[Haifux] Login console freezes: Eli's weekly riddle
Eli Billauer
eli at billauer.co.il
Fri Oct 29 00:44:59 MSD 2010
guy keren wrote:
> why not strace sshd and find what it's doing?
That turned out to be a brilliant idea. I was more aggressive in my
approach than you suggested, since I need to know what happens before I
can log in, so I injected an strace into the service startup script
(with a nomination to the world's ugliest hack). Then I started the
service and opened a session while the system behaved normally, and
rebooted to try it out during those few minutes of unresponsiveness.
I went for the -ff option, which means that I got a file for each fork
(and there are oh so many). With a little Perl script to pick up the
most time consuming commands, I reached the critical snippet, which is
actually the beginning of one of the processes.

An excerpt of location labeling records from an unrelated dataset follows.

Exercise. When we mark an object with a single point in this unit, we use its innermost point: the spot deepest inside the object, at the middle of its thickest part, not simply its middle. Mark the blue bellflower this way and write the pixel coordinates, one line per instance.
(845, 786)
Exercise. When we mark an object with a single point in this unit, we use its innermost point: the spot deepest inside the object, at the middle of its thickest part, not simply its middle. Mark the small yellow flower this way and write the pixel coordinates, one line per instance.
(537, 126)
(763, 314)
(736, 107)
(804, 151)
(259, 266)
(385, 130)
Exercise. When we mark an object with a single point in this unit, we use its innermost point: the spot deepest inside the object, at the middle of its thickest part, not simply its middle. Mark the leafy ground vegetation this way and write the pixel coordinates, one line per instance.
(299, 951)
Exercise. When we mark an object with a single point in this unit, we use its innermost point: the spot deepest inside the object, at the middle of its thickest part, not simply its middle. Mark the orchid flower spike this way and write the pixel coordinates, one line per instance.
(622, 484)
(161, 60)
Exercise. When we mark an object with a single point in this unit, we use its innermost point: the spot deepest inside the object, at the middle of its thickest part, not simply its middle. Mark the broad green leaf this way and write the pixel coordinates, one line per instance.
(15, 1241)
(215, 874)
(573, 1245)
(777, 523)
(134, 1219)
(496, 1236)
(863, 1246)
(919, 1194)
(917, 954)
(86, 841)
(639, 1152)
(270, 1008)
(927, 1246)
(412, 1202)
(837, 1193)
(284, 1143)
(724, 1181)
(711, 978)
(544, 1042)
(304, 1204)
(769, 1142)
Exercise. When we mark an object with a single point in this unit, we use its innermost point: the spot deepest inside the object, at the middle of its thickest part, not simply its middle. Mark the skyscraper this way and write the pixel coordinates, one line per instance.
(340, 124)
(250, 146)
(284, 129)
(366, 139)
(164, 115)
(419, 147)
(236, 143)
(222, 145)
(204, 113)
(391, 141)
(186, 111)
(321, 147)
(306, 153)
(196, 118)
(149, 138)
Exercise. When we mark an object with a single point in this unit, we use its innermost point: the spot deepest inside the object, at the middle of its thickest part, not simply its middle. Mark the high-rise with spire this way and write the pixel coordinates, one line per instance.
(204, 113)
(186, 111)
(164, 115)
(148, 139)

What we can see, is that trying to open /dev/tty (and fail) took 30 +
epsilon seconds, and then opening /dev/pts/0 (successfully) took another
30 + epsilon seconds. Makes me wonder what timeout is set to 30 seconds
in the kernel. Needless to say, in the proper strace, these operations
took a fraction of a second, like one would expect. Interestingly, it's
exactly the same chain of events, only different timing (give or take
which pts was opened).
Looks like I exchanged one kernel bug for another. Maybe I should report
this to LKML...? And still, if this really is a kernel bug, how could it
escape the simplest test before the kernel was released?
Eli
-----
Trace for freshly booted system follows:
21:35:21.131094 close(12) = 0 <0.000046>
21:35:21.131177 close(13) = 0 <0.000052>
21:35:21.131259 close(4) = 0 <0.000059>
21:35:21.131382 close(8) = 0 <0.000027>
21:35:21.131436 open("/dev/tty", O_RDWR|O_NOCTTY) = -1 ENXIO (No such
device or address) <*30.022532*>
21:35:51.154269 setsid() = 2333 <0.000155>
21:35:51.154639 open("/dev/tty", O_RDWR|O_NOCTTY) = -1 ENXIO (No such
device or address) <0.020142>
21:35:51.174931 ioctl(9, TIOCSCTTY) = 0 <0.000030>
21:35:51.175049 rt_sigaction(SIGHUP, NULL, {SIG_DFL, [], 0}, 8) = 0
<0.000028>
21:35:51.175176 rt_sigaction(SIGHUP, {SIG_IGN, [], SA_RESTORER,
0x7fad91c31740}, NULL, 8) = 0 <0.000028>
21:35:51.175309 vhangup() = -1 EPERM (Operation not
permitted) <0.000026>
21:35:51.175407 rt_sigaction(SIGHUP, NULL, {SIG_IGN, [], SA_RESTORER,
0x7fad91c31740}, 8) = 0 <0.000027>
21:35:51.175524 rt_sigaction(SIGHUP, {SIG_DFL, [], SA_RESTORER,
0x7fad91c31740}, NULL, 8) = 0 <0.000028>
21:35:51.175642 open("/dev/pts/0", O_RDWR) = 4 <*30.063213*>
21:36:21.238952 close(9) = 0 <0.000033>
21:36:21.239057 open("/dev/tty", O_WRONLY) = 8 <0.021415>
21:36:21.260555 close(8) = 0 <0.000034>
21:36:21.260660 dup2(4, 0) = 0 <0.000021>
21:36:21.260786 dup2(4, 1) = 1 <0.000027>
21:36:21.260882 dup2(4, 2) = 2 <0.000026>
21:36:21.260973 close(4) = 0 <0.000023>
(and so on...)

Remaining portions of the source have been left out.